Alle dieren in je tuin
Beestjes in je tuin zijn leuk, denk aan bijvoorbeeld vogeltjes, maar niet iedereen zit op mieren of slakken te worden. Alles heeft een functie maar is niet per definitie gewenst. Een kleine opsomming van wat je al tegen kunt komen en hoe je ongewenste beesten weg kunt krijgen.
Vogels
Een tuin met bomen en of grote struiken biedt voor vogels mogelijkheden om neer te strijken, te rusten, te bekijken of er een nestje gebouwd kan worden of als uitkijk kan fungeren. Vogels in de tuin wordt door veel mensen als prettig ervaren, maar het hebben van katten kan dat weer lastig maken. Een argeloos vogeltje op een tak kan de schrik van zijn leven krijgen als plots een kat het vogeltje spot en zijn instinct volgt.

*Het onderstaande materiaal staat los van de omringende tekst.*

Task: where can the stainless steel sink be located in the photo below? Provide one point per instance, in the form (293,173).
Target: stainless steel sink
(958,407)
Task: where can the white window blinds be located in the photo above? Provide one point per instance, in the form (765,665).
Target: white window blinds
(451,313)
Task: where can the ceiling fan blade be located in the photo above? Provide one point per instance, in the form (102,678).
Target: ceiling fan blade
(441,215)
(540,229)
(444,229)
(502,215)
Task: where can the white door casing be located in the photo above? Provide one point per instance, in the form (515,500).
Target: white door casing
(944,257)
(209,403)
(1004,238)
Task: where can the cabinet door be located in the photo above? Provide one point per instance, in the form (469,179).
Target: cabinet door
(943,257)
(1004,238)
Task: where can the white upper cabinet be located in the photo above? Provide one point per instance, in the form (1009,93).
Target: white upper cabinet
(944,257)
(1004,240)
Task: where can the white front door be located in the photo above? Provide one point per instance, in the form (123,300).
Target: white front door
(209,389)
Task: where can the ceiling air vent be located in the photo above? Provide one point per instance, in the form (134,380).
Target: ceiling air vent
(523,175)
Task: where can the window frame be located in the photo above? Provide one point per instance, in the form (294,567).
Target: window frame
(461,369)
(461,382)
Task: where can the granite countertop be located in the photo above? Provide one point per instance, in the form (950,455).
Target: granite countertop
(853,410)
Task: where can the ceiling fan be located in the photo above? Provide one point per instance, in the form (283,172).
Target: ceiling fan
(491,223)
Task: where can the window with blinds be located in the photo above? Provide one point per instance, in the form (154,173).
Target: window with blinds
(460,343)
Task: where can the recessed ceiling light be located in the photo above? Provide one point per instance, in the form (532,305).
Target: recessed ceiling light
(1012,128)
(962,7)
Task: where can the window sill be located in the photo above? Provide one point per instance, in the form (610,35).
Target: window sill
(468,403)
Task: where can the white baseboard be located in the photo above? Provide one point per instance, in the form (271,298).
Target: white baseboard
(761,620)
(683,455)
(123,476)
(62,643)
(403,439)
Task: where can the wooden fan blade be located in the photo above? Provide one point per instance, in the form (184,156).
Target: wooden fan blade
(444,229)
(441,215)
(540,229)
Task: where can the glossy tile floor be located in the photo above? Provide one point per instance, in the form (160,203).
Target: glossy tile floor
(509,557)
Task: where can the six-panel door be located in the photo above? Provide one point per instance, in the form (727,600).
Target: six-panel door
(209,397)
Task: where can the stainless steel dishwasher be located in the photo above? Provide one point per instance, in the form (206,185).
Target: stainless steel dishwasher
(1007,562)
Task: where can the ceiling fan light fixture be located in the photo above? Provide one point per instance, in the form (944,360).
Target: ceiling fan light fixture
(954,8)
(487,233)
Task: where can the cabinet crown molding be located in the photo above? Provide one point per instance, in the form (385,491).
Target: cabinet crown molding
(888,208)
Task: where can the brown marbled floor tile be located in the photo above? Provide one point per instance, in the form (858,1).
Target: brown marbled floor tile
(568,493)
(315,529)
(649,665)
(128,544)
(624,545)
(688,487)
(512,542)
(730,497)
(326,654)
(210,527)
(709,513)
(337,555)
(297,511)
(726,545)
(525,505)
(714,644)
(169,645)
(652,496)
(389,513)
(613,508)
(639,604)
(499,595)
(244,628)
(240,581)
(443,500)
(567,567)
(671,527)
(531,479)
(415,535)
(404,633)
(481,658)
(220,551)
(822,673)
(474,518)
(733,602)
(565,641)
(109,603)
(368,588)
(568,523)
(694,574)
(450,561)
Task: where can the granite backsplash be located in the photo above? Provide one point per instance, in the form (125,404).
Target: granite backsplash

Geen katten en graag de vogeltjes in de tuin? Zorg voor bepaalde planten, bijvoorbeeld de lijsterbes of de vogelkers. Nestkastjes in de tuin maar natuurlijke bronnen zijn ook goed. De liguster- of beukenhaag maar ook hulst of taxus doen het goed.
Kikkers of padden
De ene vindt het leuke diertjes en de ander vindt ze eng en glibberig. Maar als je ze graag in je tuin ziet, dan is alleen een vijver niet voldoende. De vijver moet sowieso één meter diep zijn, maar verder moet er op de bodem hout of stenen liggen. Hier kunnen ze onder kruipen. Een bevroren vijver is niet erg, als er maar een open ruimte in het ijs is.

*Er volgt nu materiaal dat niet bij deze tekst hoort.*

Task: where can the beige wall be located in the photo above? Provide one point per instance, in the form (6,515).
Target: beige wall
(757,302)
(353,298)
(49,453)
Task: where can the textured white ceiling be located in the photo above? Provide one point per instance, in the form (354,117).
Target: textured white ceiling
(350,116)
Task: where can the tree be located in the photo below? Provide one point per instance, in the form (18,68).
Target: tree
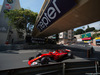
(19,18)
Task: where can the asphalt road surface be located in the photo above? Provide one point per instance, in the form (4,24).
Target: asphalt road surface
(11,59)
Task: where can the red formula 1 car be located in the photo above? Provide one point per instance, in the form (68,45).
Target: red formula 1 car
(46,58)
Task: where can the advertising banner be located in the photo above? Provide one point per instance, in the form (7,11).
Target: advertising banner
(86,36)
(54,10)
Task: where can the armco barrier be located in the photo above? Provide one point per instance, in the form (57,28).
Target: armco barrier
(65,68)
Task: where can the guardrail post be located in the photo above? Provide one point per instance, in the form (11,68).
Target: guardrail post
(63,68)
(88,53)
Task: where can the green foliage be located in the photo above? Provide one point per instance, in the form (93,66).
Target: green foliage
(95,35)
(90,29)
(20,18)
(79,31)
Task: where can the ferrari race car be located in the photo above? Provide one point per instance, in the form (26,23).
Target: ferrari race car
(51,56)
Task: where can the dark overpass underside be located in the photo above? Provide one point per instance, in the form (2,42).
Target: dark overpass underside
(84,12)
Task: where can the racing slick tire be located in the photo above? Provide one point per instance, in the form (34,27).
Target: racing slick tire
(30,58)
(45,60)
(70,55)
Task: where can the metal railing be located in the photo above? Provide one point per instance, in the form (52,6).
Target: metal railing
(65,68)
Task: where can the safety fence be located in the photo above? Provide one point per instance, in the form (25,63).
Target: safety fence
(65,68)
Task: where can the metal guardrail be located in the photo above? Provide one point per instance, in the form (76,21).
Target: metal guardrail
(65,68)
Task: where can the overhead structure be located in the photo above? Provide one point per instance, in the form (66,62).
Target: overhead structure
(61,15)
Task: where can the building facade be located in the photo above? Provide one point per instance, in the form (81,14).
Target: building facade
(7,33)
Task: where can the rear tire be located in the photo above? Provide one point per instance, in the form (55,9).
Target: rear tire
(38,54)
(70,55)
(45,60)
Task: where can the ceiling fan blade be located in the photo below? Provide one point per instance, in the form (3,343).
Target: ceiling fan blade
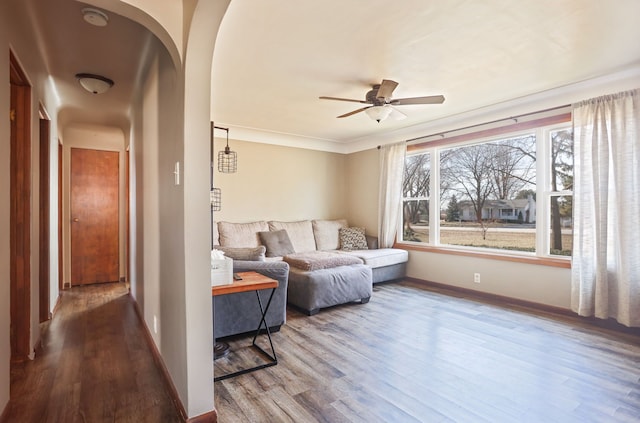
(431,99)
(396,114)
(354,112)
(342,99)
(386,89)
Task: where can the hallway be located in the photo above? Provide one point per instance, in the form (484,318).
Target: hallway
(94,365)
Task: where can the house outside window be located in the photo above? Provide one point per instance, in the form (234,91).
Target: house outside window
(510,194)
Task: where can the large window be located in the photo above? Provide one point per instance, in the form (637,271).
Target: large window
(509,193)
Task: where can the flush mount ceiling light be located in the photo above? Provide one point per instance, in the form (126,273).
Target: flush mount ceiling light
(94,16)
(379,113)
(95,84)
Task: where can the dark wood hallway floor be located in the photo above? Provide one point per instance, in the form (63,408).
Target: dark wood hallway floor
(94,365)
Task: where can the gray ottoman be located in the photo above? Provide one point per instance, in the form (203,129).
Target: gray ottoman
(316,289)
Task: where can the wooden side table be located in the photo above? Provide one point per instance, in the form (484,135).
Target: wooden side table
(252,281)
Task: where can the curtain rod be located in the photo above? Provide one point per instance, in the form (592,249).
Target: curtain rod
(487,123)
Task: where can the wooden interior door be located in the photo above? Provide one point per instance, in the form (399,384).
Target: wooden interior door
(94,216)
(20,214)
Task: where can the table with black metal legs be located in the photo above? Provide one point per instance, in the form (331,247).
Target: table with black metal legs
(252,281)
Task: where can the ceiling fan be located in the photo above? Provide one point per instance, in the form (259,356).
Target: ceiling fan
(380,102)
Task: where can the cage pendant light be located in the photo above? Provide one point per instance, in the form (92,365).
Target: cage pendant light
(227,159)
(215,194)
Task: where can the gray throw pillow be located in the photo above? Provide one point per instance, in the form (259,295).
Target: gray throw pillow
(277,242)
(353,239)
(247,254)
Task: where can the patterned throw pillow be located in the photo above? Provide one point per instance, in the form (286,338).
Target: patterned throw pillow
(353,239)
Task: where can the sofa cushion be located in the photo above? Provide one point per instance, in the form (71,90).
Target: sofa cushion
(326,233)
(240,235)
(248,253)
(277,243)
(300,233)
(352,239)
(316,260)
(380,257)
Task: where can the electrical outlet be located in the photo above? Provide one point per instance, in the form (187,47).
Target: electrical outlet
(176,174)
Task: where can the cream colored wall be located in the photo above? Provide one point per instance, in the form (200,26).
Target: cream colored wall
(148,165)
(363,173)
(535,283)
(281,183)
(96,138)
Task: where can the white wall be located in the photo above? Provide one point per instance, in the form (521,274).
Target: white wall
(280,183)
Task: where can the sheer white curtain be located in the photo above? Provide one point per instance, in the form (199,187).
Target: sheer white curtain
(390,192)
(605,272)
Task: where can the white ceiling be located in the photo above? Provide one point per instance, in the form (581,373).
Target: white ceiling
(70,46)
(273,59)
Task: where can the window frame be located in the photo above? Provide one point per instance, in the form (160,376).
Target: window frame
(542,129)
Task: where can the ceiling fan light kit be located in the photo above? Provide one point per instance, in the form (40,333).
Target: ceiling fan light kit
(379,113)
(381,104)
(95,17)
(95,84)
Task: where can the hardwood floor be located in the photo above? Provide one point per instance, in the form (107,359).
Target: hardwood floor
(415,355)
(94,365)
(409,355)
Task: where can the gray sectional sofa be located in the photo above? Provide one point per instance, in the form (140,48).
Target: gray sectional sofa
(321,272)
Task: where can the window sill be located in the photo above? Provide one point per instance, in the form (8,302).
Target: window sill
(542,261)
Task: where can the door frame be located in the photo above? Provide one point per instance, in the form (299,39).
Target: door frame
(60,237)
(20,220)
(45,224)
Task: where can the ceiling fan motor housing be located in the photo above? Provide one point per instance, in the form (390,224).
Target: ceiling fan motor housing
(372,96)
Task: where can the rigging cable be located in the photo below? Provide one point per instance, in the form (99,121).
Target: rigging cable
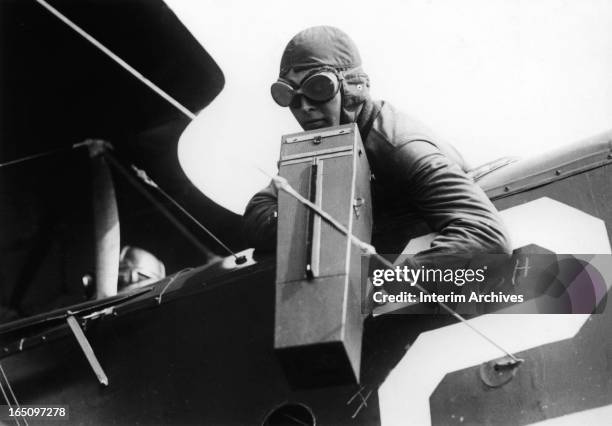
(117,59)
(6,398)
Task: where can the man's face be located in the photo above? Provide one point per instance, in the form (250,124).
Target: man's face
(313,115)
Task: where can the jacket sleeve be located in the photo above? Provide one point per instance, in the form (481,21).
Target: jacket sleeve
(260,219)
(450,202)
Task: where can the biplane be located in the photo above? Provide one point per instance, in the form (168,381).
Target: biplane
(201,345)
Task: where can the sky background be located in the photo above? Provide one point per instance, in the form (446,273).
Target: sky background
(494,77)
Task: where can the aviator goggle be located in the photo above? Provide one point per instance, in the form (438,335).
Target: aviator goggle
(319,87)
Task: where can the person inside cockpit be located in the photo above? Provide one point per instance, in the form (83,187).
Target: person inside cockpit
(414,173)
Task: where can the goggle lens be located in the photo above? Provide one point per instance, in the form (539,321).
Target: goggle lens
(320,87)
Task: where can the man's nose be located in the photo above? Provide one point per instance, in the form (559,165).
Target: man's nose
(305,104)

Verder verblijft de pad graag op een vochtige plek. Een hoopje takken of strooi op een rustig plekje in de tuin.
Hommels en bijen
Deze beesten zijn in de zomer altijd op zoek naar plaatsen om hun eitjes neer te leggen en in de winter willen ze gewoon een beschut plekje hebben. Zo heb je bijen die rustig huizen in de kant-en-klaar te kopen “bijenhotels”, maar ze vinden ook hun weg als je bloempotten (aardewerk) op z’n kop neerzet. Zet ze dan wel een beetje beschut onder een overkapping. Specifieke soorten willen nog wel eens in open randje bij bestrating kruipen.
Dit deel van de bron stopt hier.